AMI will follow the global transformation strategy, announced last month by chief executive officer, Makoto Uchida, which aims to achieve sustainable growth, financial stability and profitability by the end of fiscal-year 2023.

In line with Nissan’s global plan, the AMI strategy is developed around two strategic areas of ‘rationalization’ and ‘prioritization and focus.

Rationalization involves sustained actions to improve regional cost and efficiency through the optimisation of the regional product portfolio by 20 percent, further increase the cost competitiveness of local plants, seek and enhance export opportunities from AMI plants as well as leveraging on additional opportunities to reduce fixed cost

In the areas of prioritization and focus, Nissan will take actions to build on key strengths in products, markets and technology

These will be achieved through the introduction of eight new models. Through the market, it hopes to focus on core models and segments to channel investment to most profitable products. Regional priority on sports utility vehicles (SUVs) and affordable sedan models (B-sedan segment).

In terms of market presence, Nissan says it will continue building on existing strengths in key markets including GCC, Saudi Arabia and Egypt, fully realize the opportunity of Africa and Turkey as high potential markets and will launch local models including Navara in South Africa and B-SUV in India.

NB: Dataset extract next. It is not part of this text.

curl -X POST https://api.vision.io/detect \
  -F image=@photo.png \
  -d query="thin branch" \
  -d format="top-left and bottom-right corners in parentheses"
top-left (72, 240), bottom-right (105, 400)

Technology-wise, there will be phased regional deployment of Nissan Intelligent Mobility including e-POWER, EV and Connected technologies as well as increased digitalization and enhancement of the customer experience.

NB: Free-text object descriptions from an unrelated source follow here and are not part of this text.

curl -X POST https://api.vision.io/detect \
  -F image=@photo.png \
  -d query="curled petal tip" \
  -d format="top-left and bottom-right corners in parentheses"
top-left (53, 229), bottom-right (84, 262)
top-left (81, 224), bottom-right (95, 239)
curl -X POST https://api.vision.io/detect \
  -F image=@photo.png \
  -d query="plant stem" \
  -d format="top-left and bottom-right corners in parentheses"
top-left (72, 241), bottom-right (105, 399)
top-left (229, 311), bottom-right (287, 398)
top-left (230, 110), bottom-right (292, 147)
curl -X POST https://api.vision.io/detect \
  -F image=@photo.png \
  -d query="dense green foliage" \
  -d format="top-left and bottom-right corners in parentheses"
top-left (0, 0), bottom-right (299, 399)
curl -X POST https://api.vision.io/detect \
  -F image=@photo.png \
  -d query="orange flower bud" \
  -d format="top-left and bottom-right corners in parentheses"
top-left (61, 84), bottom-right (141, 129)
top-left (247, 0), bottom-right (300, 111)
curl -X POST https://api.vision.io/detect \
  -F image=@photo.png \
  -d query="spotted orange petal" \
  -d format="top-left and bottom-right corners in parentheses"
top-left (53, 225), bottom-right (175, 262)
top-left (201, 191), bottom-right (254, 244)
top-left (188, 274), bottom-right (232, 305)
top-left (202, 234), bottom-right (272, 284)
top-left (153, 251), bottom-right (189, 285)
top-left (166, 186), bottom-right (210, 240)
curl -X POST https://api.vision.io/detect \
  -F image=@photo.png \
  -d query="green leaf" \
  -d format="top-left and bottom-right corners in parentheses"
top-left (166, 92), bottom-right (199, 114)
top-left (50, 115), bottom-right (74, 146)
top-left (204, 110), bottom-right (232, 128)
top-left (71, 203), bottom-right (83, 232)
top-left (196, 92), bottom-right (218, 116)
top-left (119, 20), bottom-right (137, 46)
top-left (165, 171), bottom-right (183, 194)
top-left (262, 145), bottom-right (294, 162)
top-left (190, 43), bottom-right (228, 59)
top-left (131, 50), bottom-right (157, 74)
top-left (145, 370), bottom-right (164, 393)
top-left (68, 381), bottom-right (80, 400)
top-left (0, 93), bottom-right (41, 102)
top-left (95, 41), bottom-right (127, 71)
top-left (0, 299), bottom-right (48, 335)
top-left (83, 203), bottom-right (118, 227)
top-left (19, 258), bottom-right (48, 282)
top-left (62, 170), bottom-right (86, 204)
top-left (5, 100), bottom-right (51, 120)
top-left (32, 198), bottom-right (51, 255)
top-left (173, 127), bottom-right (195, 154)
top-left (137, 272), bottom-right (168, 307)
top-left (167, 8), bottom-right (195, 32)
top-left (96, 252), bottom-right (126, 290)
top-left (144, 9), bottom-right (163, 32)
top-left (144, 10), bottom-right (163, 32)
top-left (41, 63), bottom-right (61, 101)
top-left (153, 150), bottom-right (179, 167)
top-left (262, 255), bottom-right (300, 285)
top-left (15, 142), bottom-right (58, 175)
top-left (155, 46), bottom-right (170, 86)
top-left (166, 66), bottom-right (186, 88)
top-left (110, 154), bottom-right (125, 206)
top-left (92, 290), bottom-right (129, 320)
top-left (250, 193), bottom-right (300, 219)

AMI will leverage the new Alliance global cooperation model in which all partners (Groupe Renault, Nissan Motor Co., Ltd. and Mitsubishi Motors Corporation) will deepen synergies to support the competitiveness and profitability of member companies.

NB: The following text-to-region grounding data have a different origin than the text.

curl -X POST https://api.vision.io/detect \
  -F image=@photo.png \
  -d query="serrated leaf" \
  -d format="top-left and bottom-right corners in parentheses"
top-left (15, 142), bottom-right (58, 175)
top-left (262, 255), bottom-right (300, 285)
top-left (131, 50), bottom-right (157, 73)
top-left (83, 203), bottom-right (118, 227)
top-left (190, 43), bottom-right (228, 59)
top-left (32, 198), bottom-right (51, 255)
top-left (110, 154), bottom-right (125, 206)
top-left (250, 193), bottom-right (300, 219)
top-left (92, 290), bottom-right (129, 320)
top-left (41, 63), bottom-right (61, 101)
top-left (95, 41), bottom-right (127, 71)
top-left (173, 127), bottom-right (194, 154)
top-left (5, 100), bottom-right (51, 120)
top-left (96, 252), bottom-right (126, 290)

In AMI, the Alliance ‘leader-follower’ approach will enhance efficiency and competitiveness in products and technologies including common platforms and advanced technology, while there will be additional benefits through shared procured services including IS/IT and distribution.

The global ‘reference region’ scheme will also apply, with Alliance partners focusing on core regions to act as a reference for the other members. In AMI, Nissan will be the reference in the Middle East, South Africa and Egypt; Renault in Turkey and North Africa (excluding Egypt); with joint status in India.

Cartier added: “Today, AMI is a region with opportunity for significant growth. Over the next four years we will transform opportunity to reality by bringing the right products, services and technologies to deliver lasting positive change for the business, our partners and customers’’.